As I noted yesterday, the Clinton campaign lost no time turning New York Governor Elliot Spitzer into an unperson.
As the WaPo’s Peter Baker notes, though, the Spitzer newscycle is probably the last thing the Clinton campaign wants right now:
How this will all play out remains unclear, of course. Spitzer chose not to step down yesterday in the face of some pretty sordid allegations, much as Bill Clinton resisted calls for his resignation in 1998 after news of his trysts with the onetime White House intern, which can only guarantee that the story will live on for a while, particularly in the hungry vortex of cable television, talk radio and the Internet. It may be that most voters long ago discounted Bill Clinton’s infidelities when making their minds up about his wife’s qualifications for president. It may be that voters conclude that Spitzer’s indiscretions have nothing at all to do with whether Hillary Clinton can effectively serve as president. And it may be that Spitzer ultimately does resign, allowing the political dialogue to move on.

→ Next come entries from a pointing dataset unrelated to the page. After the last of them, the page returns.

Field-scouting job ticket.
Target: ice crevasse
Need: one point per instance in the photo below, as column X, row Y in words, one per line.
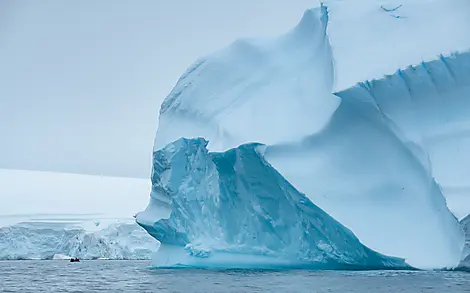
column 362, row 111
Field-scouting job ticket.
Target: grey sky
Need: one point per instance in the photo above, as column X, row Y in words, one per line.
column 81, row 82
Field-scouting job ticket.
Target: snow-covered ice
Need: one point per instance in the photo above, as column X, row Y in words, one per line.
column 466, row 251
column 372, row 141
column 233, row 209
column 44, row 213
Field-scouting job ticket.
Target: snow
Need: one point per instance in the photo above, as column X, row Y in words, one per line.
column 373, row 142
column 59, row 256
column 234, row 210
column 466, row 251
column 44, row 213
column 215, row 92
column 369, row 42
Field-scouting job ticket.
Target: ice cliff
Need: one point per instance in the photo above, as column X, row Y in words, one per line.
column 46, row 213
column 363, row 108
column 43, row 241
column 466, row 251
column 233, row 209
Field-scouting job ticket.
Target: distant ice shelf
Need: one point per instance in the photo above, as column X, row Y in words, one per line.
column 363, row 108
column 234, row 210
column 45, row 214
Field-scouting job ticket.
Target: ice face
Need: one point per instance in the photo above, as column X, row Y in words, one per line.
column 233, row 209
column 370, row 38
column 214, row 94
column 379, row 155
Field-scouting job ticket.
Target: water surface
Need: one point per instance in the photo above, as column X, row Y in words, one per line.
column 137, row 276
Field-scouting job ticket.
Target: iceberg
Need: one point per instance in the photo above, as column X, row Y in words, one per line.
column 362, row 108
column 232, row 209
column 466, row 252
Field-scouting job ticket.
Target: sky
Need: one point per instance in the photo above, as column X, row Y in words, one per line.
column 81, row 82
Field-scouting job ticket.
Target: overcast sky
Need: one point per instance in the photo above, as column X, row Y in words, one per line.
column 81, row 82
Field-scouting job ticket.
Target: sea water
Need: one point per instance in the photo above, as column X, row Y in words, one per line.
column 138, row 276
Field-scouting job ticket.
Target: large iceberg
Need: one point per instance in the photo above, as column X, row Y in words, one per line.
column 363, row 107
column 466, row 251
column 233, row 209
column 44, row 240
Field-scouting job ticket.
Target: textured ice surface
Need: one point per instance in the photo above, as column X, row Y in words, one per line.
column 379, row 155
column 372, row 38
column 245, row 92
column 233, row 209
column 44, row 240
column 44, row 213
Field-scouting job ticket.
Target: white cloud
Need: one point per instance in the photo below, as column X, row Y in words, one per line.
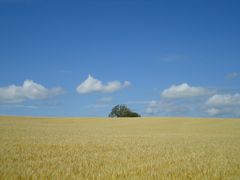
column 224, row 100
column 232, row 75
column 105, row 99
column 224, row 104
column 213, row 111
column 94, row 85
column 29, row 90
column 166, row 108
column 183, row 91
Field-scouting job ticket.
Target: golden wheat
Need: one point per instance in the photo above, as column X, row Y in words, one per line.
column 138, row 148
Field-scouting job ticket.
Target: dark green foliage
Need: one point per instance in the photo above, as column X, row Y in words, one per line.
column 122, row 111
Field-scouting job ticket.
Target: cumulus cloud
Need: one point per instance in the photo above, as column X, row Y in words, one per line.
column 223, row 104
column 224, row 100
column 166, row 108
column 213, row 111
column 94, row 85
column 29, row 90
column 183, row 91
column 232, row 75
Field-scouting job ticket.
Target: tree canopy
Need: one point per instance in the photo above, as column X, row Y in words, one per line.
column 122, row 111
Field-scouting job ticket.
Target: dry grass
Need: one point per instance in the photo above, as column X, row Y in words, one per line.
column 146, row 148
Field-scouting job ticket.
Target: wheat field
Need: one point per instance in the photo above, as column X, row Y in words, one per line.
column 102, row 148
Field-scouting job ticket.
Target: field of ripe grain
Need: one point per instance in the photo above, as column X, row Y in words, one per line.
column 145, row 148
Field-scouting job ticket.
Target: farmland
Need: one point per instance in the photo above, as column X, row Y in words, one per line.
column 104, row 148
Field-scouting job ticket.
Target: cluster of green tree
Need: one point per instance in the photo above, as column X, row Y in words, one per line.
column 122, row 111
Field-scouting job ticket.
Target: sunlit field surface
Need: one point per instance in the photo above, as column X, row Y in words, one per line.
column 145, row 148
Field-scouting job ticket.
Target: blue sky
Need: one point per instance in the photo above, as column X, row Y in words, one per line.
column 80, row 58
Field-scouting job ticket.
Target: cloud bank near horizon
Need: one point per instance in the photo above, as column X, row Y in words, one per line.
column 91, row 85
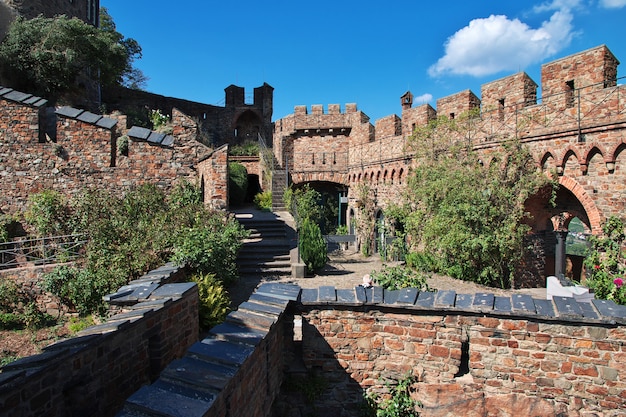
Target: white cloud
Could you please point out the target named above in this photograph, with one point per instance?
(423, 99)
(497, 43)
(612, 4)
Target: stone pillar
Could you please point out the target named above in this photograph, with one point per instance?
(559, 253)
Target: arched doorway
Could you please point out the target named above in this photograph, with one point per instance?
(549, 231)
(247, 128)
(380, 232)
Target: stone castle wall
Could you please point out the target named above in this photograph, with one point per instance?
(576, 129)
(81, 151)
(94, 372)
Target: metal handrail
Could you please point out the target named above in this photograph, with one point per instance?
(41, 251)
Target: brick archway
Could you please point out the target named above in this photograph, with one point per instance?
(593, 214)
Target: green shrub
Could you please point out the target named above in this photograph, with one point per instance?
(80, 288)
(76, 324)
(214, 300)
(123, 143)
(211, 247)
(8, 294)
(398, 403)
(248, 148)
(312, 246)
(605, 264)
(237, 183)
(263, 201)
(48, 213)
(421, 261)
(396, 277)
(11, 321)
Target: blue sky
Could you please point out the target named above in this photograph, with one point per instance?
(363, 52)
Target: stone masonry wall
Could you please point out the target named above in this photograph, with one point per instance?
(213, 174)
(94, 372)
(83, 153)
(466, 362)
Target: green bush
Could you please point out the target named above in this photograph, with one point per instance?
(11, 321)
(605, 264)
(211, 247)
(237, 183)
(421, 261)
(263, 200)
(48, 213)
(129, 235)
(312, 246)
(398, 403)
(214, 300)
(396, 277)
(248, 148)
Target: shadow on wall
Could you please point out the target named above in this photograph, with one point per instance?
(320, 388)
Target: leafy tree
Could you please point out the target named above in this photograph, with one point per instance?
(469, 217)
(237, 183)
(130, 234)
(304, 203)
(46, 56)
(312, 245)
(606, 264)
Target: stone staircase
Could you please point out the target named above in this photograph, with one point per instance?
(265, 255)
(279, 182)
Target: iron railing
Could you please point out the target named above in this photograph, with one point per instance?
(41, 251)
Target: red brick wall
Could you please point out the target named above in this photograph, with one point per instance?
(520, 367)
(94, 373)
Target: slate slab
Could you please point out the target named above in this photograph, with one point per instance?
(260, 298)
(199, 373)
(156, 137)
(361, 294)
(588, 311)
(89, 117)
(139, 132)
(239, 334)
(256, 321)
(522, 303)
(483, 301)
(68, 112)
(261, 308)
(167, 141)
(309, 295)
(426, 299)
(284, 291)
(391, 296)
(502, 305)
(327, 294)
(464, 301)
(346, 296)
(106, 123)
(567, 306)
(610, 309)
(445, 298)
(544, 307)
(221, 351)
(171, 401)
(17, 96)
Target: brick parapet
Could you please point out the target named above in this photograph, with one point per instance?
(237, 370)
(468, 352)
(95, 371)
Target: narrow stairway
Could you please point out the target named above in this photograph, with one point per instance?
(265, 255)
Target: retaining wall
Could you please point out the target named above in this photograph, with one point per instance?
(95, 371)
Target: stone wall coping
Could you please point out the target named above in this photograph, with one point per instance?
(154, 138)
(86, 117)
(563, 309)
(22, 98)
(198, 379)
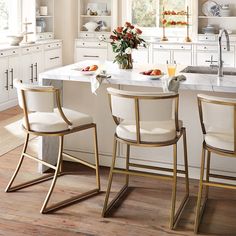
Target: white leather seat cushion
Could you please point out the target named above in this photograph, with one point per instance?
(220, 140)
(53, 122)
(155, 131)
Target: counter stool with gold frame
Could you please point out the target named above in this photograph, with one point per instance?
(218, 122)
(41, 119)
(138, 126)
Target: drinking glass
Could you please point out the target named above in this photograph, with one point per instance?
(171, 68)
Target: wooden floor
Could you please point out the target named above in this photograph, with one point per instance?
(145, 211)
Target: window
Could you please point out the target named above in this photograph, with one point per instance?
(147, 14)
(4, 15)
(10, 17)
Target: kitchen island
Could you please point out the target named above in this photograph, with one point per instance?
(77, 95)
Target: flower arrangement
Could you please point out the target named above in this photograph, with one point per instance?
(124, 39)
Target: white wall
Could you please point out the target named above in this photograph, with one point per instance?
(66, 22)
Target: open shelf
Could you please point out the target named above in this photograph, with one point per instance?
(88, 16)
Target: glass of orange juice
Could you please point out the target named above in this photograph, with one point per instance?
(171, 68)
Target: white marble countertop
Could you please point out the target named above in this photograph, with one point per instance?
(202, 82)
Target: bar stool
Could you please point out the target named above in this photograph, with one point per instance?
(41, 119)
(218, 122)
(136, 126)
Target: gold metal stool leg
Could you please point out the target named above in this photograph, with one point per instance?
(127, 163)
(174, 188)
(208, 172)
(198, 209)
(110, 178)
(186, 162)
(57, 171)
(8, 188)
(96, 158)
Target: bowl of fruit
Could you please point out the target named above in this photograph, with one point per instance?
(152, 74)
(88, 70)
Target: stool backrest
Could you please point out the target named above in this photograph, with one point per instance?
(33, 98)
(135, 106)
(217, 114)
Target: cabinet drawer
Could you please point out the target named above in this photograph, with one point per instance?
(207, 38)
(27, 50)
(91, 44)
(53, 58)
(90, 54)
(9, 52)
(86, 35)
(213, 48)
(173, 46)
(50, 46)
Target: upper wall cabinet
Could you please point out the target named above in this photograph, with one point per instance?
(97, 17)
(41, 14)
(214, 15)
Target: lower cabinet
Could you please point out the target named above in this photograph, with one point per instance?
(25, 63)
(52, 56)
(141, 55)
(9, 70)
(32, 64)
(90, 51)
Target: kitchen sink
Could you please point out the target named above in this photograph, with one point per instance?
(208, 70)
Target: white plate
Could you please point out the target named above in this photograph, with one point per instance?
(152, 77)
(206, 7)
(80, 70)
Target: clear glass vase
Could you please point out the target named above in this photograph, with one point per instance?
(127, 63)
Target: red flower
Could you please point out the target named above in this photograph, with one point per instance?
(119, 29)
(164, 21)
(129, 35)
(114, 38)
(139, 31)
(127, 24)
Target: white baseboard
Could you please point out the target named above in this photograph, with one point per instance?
(8, 104)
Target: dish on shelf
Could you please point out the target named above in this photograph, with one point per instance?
(88, 70)
(211, 8)
(152, 74)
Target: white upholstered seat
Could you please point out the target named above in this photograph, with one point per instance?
(53, 122)
(150, 131)
(218, 120)
(221, 140)
(41, 118)
(146, 119)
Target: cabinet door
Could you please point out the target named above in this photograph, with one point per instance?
(91, 54)
(53, 58)
(182, 57)
(140, 55)
(4, 79)
(37, 60)
(27, 68)
(13, 74)
(161, 56)
(204, 58)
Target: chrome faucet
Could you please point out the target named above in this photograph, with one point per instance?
(220, 61)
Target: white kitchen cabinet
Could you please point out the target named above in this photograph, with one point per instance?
(161, 56)
(141, 55)
(32, 63)
(52, 56)
(90, 51)
(9, 70)
(208, 55)
(181, 53)
(3, 79)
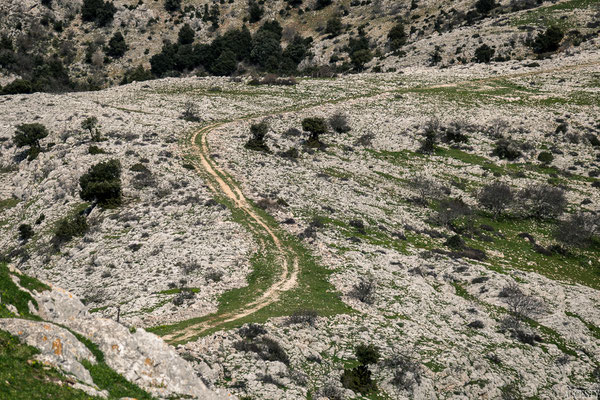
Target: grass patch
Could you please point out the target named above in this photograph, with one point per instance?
(10, 294)
(22, 378)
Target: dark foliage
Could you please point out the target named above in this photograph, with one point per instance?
(117, 46)
(397, 36)
(315, 126)
(102, 183)
(542, 201)
(186, 35)
(257, 140)
(359, 380)
(506, 149)
(496, 197)
(25, 232)
(484, 53)
(70, 227)
(98, 11)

Yet this certainly is not the way Clinton’s strategists would have mapped out this week on the campaign trail. They want voters to be thinking about that 3 a.m. phone call in terms of who is ready to handle a crisis in the White House, not in terms of where an unfaithful husband might be catting around town. And, sure enough, the late-night comedians wasted little time linking the Spitzer case to the Clintons. Jay Leno joked last night that Spitzer’s scandal “means Hillary Clinton is now only the second angriest woman in the state of New York.” David Letterman offered a Top 10 List of excuses Spitzer might cite, including the number one excuse: “I thought Bill Clinton legalized this years ago.”
And it can only serve to remind voters that, but for Bill’s dalliance in the Oval Office, Hillary would most likely be sitting on a corporate board right now rather than running for President.